Complete Step-by-Step solution:
Let us suppose the integral ${\text{I}} = \int {{{\left( {\tan x - \cot x} \right)}^2}dx} $
Using the formula ${\left( {a - b} \right)^2} = {a^2} + {b^2} - 2ab$, the above integral becomes
$ \Rightarrow {\text{I}} = \int {\left[ {{{\left( {\tan x} \right)}^2} + {{\left( {\cot x} \right)}^2} - 2\left( {\tan x} \right)\left( {\cot x} \right)} \right]dx} $
Using the definition of cotangent trigonometric function i.e., $\cot x = \dfrac{1}{{\tan x}}$, we get
$
   \Rightarrow {\text{I}} = \int {\left[ {{{\left( {\tan x} \right)}^2} + {{\left( {\cot x} \right)}^2} - 2\left( {\tan x} \right)\left( {\dfrac{1}{{\tan x}}} \right)} \right]dx} \\
   \Rightarrow {\text{I}} = \int {\left[ {{{\left( {\tan x} \right)}^2} + {{\left( {\cot x} \right)}^2} - 2} \right]dx} {\text{ }} \to {\text{(1)}} \\
 $
As we know that ${\left( {\sec x} \right)^2} = 1 + {\left( {\tan x} \right)^2}$
$ \Rightarrow {\left( {\tan x} \right)^2} = {\left( {\sec x} \right)^2} - 1{\text{ }} \to {\text{(2)}}$
Also we know that ${\left( {\cos ecx} \right)^2} = 1 + {\left( {\cot x} \right)^2}$
$ \Rightarrow {\left( {\cot x} \right)^2} = {\left( {{\text{cosec}}x} \right)^2} - 1{\text{ }} \to {\text{(3)}}$
Using equation (2) and equation (3) in equation (1), we get
$
   \Rightarrow {\text{I}} = \int {\left[ {{{\left( {\sec x} \right)}^2} - 1 + {{\left( {{\text{cosec}}x} \right)}^2} - 1 - 2} \right]dx} \\
   \Rightarrow {\text{I}} = \int {\left[ {{{\left( {\sec x} \right)}^2} + {{\left( {{\text{cosec}}x} \right)}^2} - 4} \right]dx} \\
   \Rightarrow {\text{I}} = \int {{{\left( {\sec x} \right)}^2}dx} + \int {{{\left( {{\text{cosec}}x} \right)}^2}dx} - 4\int {dx} \\
   \Rightarrow {\text{I}} = \tan x - \cot x - 4x + c \\
 $
where c is the constant of integration.
Therefore, the value of the integral $\int {{{\left( {\tan x - \cot x} \right)}^2}dx} $ is equal to $\tan x - \cot x - 4x + c$.

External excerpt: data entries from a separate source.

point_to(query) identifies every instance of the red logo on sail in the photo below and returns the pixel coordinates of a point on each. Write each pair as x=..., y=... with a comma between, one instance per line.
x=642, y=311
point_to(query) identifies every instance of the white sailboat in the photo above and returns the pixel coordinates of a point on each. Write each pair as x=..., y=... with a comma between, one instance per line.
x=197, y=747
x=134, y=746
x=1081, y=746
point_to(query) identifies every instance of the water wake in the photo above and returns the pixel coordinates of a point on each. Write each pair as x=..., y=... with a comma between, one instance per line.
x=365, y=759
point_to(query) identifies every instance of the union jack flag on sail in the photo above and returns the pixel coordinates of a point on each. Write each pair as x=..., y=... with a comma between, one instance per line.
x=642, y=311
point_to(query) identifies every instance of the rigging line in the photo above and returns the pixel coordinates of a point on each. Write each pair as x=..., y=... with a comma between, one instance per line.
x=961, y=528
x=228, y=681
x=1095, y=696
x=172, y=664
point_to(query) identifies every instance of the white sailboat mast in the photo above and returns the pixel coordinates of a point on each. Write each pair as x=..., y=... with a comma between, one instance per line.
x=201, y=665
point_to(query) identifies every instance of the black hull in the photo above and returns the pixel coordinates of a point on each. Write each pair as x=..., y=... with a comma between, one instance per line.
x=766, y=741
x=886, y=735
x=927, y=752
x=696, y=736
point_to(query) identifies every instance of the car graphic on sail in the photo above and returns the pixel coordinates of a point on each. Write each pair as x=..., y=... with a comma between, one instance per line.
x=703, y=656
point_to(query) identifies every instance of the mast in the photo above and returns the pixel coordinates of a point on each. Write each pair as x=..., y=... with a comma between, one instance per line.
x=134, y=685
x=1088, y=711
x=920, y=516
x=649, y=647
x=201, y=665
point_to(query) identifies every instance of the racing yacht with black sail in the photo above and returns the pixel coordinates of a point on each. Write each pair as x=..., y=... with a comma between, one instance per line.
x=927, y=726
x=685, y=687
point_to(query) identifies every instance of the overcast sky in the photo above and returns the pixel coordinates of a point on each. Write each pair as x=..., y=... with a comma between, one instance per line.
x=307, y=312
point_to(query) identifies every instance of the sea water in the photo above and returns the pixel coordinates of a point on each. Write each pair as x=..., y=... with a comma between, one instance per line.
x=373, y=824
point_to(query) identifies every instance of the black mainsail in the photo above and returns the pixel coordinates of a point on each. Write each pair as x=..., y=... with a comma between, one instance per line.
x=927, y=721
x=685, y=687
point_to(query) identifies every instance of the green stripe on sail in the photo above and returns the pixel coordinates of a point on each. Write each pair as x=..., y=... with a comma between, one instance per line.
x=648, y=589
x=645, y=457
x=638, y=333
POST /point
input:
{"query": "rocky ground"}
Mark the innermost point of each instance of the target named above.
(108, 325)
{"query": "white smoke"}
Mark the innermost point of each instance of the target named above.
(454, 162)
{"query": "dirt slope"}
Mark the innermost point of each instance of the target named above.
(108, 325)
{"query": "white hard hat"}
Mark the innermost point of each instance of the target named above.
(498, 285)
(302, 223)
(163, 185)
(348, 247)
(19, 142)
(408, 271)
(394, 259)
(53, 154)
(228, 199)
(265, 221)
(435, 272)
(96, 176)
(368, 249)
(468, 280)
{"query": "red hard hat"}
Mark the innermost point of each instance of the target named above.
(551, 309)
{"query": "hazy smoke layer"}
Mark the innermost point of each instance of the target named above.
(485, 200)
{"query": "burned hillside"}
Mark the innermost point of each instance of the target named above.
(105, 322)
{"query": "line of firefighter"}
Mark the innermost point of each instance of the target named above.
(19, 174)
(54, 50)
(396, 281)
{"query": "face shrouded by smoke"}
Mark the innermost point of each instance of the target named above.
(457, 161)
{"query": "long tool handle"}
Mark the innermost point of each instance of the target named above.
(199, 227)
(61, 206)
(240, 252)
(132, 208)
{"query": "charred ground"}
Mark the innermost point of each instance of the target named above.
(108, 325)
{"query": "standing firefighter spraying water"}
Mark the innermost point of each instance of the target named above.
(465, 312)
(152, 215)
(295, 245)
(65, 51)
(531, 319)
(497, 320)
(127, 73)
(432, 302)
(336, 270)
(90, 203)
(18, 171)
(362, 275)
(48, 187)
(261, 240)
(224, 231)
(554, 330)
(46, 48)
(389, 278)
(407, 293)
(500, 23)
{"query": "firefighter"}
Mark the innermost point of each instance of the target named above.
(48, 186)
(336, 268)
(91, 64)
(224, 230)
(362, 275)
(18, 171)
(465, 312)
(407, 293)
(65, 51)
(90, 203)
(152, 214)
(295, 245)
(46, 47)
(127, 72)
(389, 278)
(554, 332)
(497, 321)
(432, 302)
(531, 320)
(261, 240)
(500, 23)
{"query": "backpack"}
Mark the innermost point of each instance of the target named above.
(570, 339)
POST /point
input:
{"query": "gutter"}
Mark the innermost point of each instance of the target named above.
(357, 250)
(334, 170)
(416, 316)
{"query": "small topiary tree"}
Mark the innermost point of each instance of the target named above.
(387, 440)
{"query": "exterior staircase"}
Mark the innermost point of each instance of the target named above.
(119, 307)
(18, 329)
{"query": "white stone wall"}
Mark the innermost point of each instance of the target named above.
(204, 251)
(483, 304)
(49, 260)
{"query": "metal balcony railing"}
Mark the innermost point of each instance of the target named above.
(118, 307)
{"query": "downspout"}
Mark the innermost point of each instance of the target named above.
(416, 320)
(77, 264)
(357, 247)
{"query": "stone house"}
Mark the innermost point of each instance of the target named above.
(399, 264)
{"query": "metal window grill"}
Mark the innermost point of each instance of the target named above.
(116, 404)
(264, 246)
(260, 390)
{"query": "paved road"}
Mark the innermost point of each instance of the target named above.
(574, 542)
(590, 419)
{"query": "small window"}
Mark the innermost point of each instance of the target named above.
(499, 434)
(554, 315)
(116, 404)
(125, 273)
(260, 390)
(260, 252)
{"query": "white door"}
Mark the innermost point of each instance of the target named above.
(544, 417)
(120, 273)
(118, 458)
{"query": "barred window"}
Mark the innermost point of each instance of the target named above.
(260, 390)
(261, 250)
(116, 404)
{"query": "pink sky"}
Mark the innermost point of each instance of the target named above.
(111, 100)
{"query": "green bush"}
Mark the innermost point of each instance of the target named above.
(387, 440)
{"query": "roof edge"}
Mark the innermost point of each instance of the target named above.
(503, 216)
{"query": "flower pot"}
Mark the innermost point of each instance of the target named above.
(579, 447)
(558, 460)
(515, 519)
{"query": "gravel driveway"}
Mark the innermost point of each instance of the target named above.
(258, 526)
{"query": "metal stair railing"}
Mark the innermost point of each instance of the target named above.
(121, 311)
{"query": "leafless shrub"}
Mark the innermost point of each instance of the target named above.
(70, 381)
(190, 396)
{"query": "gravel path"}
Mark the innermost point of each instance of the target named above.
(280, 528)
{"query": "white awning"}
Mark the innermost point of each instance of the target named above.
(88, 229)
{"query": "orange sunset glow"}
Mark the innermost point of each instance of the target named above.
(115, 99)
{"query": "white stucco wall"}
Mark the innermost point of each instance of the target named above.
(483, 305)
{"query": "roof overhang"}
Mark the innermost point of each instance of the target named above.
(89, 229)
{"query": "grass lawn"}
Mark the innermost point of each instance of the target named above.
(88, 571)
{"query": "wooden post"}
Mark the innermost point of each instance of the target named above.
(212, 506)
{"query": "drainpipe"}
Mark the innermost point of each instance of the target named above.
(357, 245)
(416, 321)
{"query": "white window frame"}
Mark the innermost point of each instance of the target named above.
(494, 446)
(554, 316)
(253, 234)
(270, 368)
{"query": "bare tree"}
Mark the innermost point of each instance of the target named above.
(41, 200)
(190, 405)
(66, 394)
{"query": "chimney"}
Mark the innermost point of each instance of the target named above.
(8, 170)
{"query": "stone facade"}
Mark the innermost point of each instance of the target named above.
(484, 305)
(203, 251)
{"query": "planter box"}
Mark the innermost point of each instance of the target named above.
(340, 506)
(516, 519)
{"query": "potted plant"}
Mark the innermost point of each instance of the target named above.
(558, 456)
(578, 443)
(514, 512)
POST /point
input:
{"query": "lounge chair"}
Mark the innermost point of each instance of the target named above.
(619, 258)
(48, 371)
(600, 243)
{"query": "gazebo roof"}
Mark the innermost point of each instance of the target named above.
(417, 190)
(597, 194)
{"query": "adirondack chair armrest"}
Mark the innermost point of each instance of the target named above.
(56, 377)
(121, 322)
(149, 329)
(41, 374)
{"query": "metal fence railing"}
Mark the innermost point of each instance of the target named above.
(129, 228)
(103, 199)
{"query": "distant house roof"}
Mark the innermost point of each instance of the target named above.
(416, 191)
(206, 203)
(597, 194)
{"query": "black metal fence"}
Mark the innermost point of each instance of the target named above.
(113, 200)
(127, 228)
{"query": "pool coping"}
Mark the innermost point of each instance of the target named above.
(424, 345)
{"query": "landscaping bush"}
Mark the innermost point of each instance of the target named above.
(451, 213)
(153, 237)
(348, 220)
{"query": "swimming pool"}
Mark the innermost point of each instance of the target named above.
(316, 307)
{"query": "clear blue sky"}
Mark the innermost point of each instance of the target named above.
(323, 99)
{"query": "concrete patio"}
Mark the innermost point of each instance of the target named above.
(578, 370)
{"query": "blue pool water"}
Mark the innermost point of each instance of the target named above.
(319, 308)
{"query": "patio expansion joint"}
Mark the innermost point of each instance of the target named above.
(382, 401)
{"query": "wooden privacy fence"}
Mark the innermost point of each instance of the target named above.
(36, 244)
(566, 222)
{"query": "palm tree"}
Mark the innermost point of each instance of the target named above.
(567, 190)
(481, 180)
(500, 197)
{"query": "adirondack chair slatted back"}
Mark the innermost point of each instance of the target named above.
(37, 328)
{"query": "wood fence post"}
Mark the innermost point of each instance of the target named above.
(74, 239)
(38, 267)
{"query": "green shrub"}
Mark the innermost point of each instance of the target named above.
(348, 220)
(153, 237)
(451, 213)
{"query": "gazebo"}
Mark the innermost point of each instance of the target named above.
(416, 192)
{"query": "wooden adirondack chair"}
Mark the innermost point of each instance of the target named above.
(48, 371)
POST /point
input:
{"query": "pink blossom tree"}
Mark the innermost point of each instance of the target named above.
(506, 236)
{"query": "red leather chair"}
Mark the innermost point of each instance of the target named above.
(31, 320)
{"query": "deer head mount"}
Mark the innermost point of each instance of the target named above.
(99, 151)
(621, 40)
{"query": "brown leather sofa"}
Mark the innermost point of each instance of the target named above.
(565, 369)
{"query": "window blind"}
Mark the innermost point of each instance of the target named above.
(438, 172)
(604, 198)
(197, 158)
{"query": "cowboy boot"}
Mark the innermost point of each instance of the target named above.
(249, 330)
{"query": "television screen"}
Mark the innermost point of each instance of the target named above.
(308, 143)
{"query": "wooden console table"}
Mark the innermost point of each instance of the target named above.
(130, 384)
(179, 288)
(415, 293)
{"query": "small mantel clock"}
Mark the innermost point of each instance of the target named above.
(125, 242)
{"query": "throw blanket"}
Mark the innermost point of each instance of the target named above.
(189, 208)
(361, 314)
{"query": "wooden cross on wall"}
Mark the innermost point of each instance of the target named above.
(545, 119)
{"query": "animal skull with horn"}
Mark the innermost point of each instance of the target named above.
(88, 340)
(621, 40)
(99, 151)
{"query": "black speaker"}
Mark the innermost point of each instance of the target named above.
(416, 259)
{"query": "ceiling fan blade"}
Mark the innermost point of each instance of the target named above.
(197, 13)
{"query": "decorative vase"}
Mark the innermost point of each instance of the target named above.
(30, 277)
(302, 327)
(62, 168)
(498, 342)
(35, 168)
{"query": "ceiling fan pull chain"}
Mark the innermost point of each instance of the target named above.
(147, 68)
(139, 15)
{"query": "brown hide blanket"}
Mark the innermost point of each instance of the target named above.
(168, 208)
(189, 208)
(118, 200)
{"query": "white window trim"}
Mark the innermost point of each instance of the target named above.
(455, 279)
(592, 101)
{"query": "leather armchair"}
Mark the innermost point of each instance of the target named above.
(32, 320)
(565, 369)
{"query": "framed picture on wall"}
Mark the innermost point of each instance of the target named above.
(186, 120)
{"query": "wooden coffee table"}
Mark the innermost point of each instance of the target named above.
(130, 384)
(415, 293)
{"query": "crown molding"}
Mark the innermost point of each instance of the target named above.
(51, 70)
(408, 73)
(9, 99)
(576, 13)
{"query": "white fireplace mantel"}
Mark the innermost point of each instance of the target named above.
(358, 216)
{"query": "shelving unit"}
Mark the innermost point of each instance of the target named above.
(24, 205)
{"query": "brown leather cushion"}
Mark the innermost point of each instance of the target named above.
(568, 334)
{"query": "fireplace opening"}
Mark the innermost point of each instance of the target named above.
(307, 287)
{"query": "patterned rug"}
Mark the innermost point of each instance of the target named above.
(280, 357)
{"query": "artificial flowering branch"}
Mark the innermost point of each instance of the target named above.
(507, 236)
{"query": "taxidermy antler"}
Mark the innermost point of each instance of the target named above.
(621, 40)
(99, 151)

Hence, option D is correct.

Note: In this particular problem, ${\text{I}} = \int {\left[ {{{\left( {\tan x} \right)}^2} + {{\left( {\cot x} \right)}^2} - 2} \right]dx} $ can only be solved by converting the tangent and cotangent trigonometric terms into secant and cosecant trigonometric terms. Since, the given integral is an indefinite integral (i.e., limits of integration are not there) that’s why we have used the constant of integration.